Database¶

We use a PostgreSQL database (recommended version 13) for working with beacon data. For more information on setting up the database consult Database Setup.

Attention

We recommend https://pgtune.leopard.in.ua/ for establishing PostgreSQL configuration parameters, in order to optimised database setup.

e.g. for PostgreSQL running on 8GB of RAM setting shared_buffers = 2GB effective_cache_size = 6GB can improve query performance.

Hint

Additional indexes can be added to improve query time performance

CREATE INDEX data_needed ON beacon_data_table
  USING btree(datasetId, chromosome, start, reference, alternate, varianttype,
              frequency, "end");

We use the DB schema below as a means for providing making data accessible as described by the Beacon API specification.

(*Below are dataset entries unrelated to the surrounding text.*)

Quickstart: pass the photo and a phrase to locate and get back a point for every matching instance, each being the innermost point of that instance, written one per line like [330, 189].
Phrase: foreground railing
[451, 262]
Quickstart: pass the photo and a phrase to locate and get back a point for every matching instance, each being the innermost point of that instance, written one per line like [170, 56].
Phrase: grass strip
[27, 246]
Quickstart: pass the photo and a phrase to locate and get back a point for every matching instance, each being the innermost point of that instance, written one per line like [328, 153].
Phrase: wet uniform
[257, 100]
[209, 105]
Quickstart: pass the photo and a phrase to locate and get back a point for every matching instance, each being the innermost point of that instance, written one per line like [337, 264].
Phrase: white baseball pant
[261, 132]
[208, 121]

When designing the DB schema we also took into consideration information contained in *.vcf files.

Information for the metadata table currently needs to be provided by the data submitter, as such information cannot be extracted from *.vcf files.

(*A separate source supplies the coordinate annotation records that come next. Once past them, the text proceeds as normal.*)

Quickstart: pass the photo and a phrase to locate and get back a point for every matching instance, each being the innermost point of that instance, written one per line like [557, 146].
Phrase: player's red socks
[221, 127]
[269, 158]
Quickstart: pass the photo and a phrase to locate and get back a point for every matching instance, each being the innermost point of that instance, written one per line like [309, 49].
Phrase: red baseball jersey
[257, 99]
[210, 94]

The Data Provider can use the beacon_init utility to load data, but if Data Provider has a previous Database we recommend to skip the beacon_init utility and set up the database using one of the solutions:

creating a DB view that matches the DB schema for the beacon python server as described below;
migrate the database to match the DB schema;
keep own database, but modify the queries in beacon_api.utils.data_query().

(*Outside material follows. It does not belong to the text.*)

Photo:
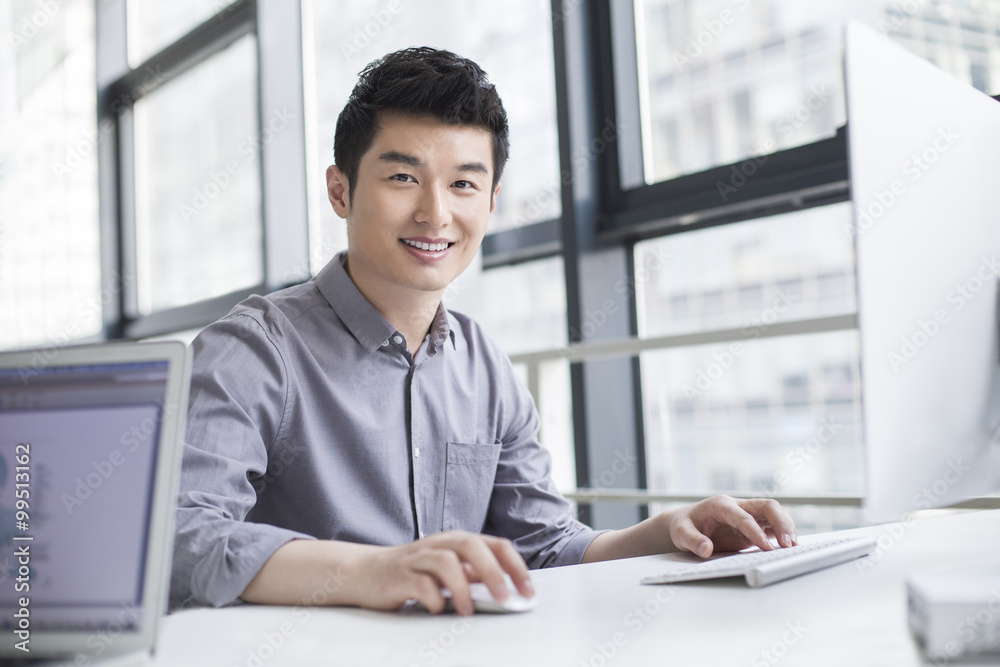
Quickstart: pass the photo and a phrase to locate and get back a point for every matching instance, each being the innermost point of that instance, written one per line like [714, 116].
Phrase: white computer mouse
[483, 602]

CREATE TYPE access_levels AS enum('CONTROLLED', 'REGISTERED', 'PUBLIC');

CREATE TABLE IF NOT EXISTS beacon_dataset_table (
    index SERIAL,
    name VARCHAR(128),
    datasetId VARCHAR(128),
    description VARCHAR(512),
    assemblyId VARCHAR(16),
    createDateTime TIMESTAMP WITH TIME ZONE,
    updateDateTime TIMESTAMP WITH TIME ZONE,
    version VARCHAR(8),
    sampleCount INTEGER,
    externalUrl VARCHAR(256),
    accessType access_levels,
    PRIMARY KEY (index)
);

/*
The values in this table take a long time to compute on large datasets
Most likely these values do not change once the dataset is loaded so one
could compute the values and UPDATE the table once the all dataset is inserted

callcount: SELECT count(*) FROM (SELECT distinct(datasetId, chromosome, reference, start)
                                 FROM beacon_data_table) t;

variantcount: SELECT count(*) FROM beacon_data_table;
*/

CREATE TABLE IF NOT EXISTS beacon_dataset_counts_table (
    datasetId VARCHAR(128),
    callCount INTEGER DEFAULT NULL,
    variantCount BIGINT DEFAULT NULL
);

CREATE TABLE IF NOT EXISTS beacon_data_table (
    index SERIAL,
    datasetId VARCHAR(128),
    start INTEGER,
    chromosome VARCHAR(2),
    reference VARCHAR(8192),
    alternate VARCHAR(8192),
    "end" INTEGER,
    aggregatedVariantType VARCHAR(16),
    alleleCount INTEGER,
    callCount INTEGER,
    frequency REAL,
    variantType VARCHAR(16),
    PRIMARY KEY (index)
);

CREATE TABLE IF NOT EXISTS beacon_mate_table (
    index SERIAL,
    datasetId VARCHAR(128),
    chromosome VARCHAR(2), 
    chromosomeStart INTEGER,
    chromosomePos VARCHAR(128), /*for working with MATEID*/
    mate VARCHAR(2), 
    mateStart INTEGER,
    matePos VARCHAR(128), /*for working with MATEID*/
    reference VARCHAR(8192),
    alternate VARCHAR(8192),
    alleleCount INTEGER,
    callCount INTEGER,
    frequency REAL,
    "end" INTEGER,
    PRIMARY KEY (index)
);

CREATE UNIQUE INDEX data_conflict ON beacon_data_table (datasetId, chromosome, start, reference, alternate);
CREATE UNIQUE INDEX metadata_conflict ON beacon_dataset_table (name, datasetId);
CREATE UNIQUE INDEX mate_conflict ON beacon_mate_table (datasetId, chromosome, mate, chromosomePos, matePos);


CREATE OR REPLACE VIEW dataset_metadata(name, datasetId, description, assemblyId,
                                        createDateTime, updateDateTime, version,
                                        callCount, variantCount, sampleCount, externalUrl, accessType)
AS SELECT a.name, a.datasetId, a.description, a.assemblyId, a.createDateTime,
          a.updateDateTime, a.version, b.callCount,
          b.variantCount,
          a.sampleCount, a.externalUrl, a.accessType
FROM beacon_dataset_table a, beacon_dataset_counts_table b
WHERE a.datasetId=b.datasetId

Note

In order to retrieve HIT and MISS as per to the API specification, we make use of the queries exemplified below.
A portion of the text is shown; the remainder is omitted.